Je suis très inquiet de constater que l’équipe d’Obama n’a proposé jusqu’à présent rien de différent par rapport à l’approche poursuivie par George W. Bush dans le cadre des négociations d’Annapolis. Les paramètres offerts pour les pourparlers israélo-palestiniens restent les mêmes : continuons à négocier alors que la colonisation se poursuit ; continuons à négocier avec l’OLP en ostracisant le Hamas et la bande Gaza.
Cela fait trop longtemps que l’orchestre mal accordé du « processus de paix » sonne faux. Il est grand temps de changer de partition.
A la lumière des blocages actuels, l’équipe Obama pourrait être tentée de mettre son propre plan de paix sur la table. Ce serait une opération à très haut risque qui pourrait avoir l’effet inverse de celui escompté et déstabiliser encore davantage la région.
La création d’un Etat Palestinien étant impossible dans la situation actuelle. Vous préconisez une solution à ce conflit qui est « Israëltine ». Mais les Israéliens rejettent majoritairement un Etat binational.

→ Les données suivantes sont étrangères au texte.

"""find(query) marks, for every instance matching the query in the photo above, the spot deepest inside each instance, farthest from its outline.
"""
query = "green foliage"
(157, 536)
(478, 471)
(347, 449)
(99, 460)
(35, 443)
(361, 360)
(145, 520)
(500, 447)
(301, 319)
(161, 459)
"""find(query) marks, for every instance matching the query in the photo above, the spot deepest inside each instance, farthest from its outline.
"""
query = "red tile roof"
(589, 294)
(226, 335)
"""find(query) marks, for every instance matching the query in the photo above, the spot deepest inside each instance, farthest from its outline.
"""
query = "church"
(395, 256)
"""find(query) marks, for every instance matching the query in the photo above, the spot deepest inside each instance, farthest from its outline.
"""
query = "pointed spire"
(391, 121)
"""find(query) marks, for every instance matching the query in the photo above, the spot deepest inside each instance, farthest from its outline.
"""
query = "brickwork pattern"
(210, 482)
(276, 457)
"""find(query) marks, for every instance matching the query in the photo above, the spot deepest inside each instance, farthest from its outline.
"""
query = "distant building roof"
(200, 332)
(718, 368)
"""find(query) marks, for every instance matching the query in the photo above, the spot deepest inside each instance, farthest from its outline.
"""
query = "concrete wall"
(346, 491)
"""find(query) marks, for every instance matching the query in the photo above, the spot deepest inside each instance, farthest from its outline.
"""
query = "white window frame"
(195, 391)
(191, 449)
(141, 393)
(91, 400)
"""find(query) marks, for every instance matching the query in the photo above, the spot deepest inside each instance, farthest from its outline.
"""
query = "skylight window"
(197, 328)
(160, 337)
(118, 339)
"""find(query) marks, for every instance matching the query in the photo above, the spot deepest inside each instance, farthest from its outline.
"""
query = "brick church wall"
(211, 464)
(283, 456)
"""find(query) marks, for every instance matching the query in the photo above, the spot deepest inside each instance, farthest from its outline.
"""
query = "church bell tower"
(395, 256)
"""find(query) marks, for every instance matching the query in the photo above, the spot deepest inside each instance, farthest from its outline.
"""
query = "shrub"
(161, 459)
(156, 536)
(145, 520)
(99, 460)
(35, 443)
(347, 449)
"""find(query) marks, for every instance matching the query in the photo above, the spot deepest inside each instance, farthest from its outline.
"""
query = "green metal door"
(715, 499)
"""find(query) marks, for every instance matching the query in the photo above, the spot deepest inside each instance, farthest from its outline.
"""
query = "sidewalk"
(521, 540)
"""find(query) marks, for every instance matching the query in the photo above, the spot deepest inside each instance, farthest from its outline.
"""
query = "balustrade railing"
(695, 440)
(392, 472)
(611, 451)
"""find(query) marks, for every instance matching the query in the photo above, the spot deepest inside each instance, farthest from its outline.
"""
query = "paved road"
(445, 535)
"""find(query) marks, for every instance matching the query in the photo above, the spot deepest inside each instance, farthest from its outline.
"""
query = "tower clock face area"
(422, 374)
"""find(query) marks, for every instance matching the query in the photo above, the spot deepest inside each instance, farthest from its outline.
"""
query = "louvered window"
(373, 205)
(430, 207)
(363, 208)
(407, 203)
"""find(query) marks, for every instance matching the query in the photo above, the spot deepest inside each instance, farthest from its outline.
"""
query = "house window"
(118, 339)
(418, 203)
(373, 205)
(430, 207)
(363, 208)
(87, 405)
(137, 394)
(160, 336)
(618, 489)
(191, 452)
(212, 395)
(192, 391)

Mais l’OLP, le Hamas, les Etats-Unis et l’UE rejettent également la perspective de l’Etat binational !
Vous savez, en politique, on ne fait pas toujours ce que l’on veut mais plus souvent ce que l’on peut, voire ce que l’on vous contraint de faire : aujourd’hui, la priorité n’est donc pas tant de savoir ce que ces parties veulent encore mais de prendre acte de ce qu’est devenue la situation sur le terrain et de tenter de définir ce que l’on peut raisonnablement envisager au vu de celle-ci.
Il ne faut pas se tromper : idéalement, Israéliens et Palestiniens voudraient jouir chacun de la Terre sainte dans son intégralité. La solution de la partition, l’idée des deux Etats, a été largement imposée de l’extérieur, à l’origine par le plan de partage de la Palestine de 1947.
Le problème c’est que l’édification d’un second Etat en Terre sainte est aujourd’hui rendue impossible, essentiellement du fait de l’ampleur prise par la colonisation et en raison des faiblesses et des divisions palestiniennes.
Ce que je dis, ce que je retire de l’expérience relatée dans mon témoignage, c’est que l’Etat unique est en réalité déjà là : Israël contrôle tout en Terre sainte -à des degrés et selon des modalités variables certes- entre la Méditerranée et le Jourdain. Y compris la Cisjordanie. Y compris Gaza.
Les communautés israéliennes et palestiniennes sont aujourd’hui totalement imbriquées et il sera impossible de les séparer, sauf à prendre le risque de générer davantage de violences via de nouvelles expulsions de Palestiniens ou le transfert de dizaines de milliers de colons en Israël.
Pour le moment, « Israeltine » c’est donc avant tout un constat : il y a un seul Etat dont le contrôle s’étend aussi à la Cisjordanie et à Gaza et au sein duquel les Palestiniens sont discriminés. Je crois qu’il n’y a plus d’autre option que de transformer ce constat douloureux en solution : la meilleure chance des Palestiniens de prendre leur avenir en main est aujourd’hui de lutter pour leurs droits civils et politiques au sein d’un Etat binational.
Le sionisme et le nationalisme palestiniens ont depuis longtemps prouvé leurs limites et nourries de profondes souffrances. Il temps de remettre l’individu, la reconnaissance de ses droits et sa protection, au centre de la question israélo-palestinienne. Ce n’est qu’en s’assurant qu’en Terre sainte chaque habitant, chaque citoyen -qu’il soit chrétien, juif ou musulman- jouisse des mêmes droits et obligations que cette terre pourra redevenir une terre de paix.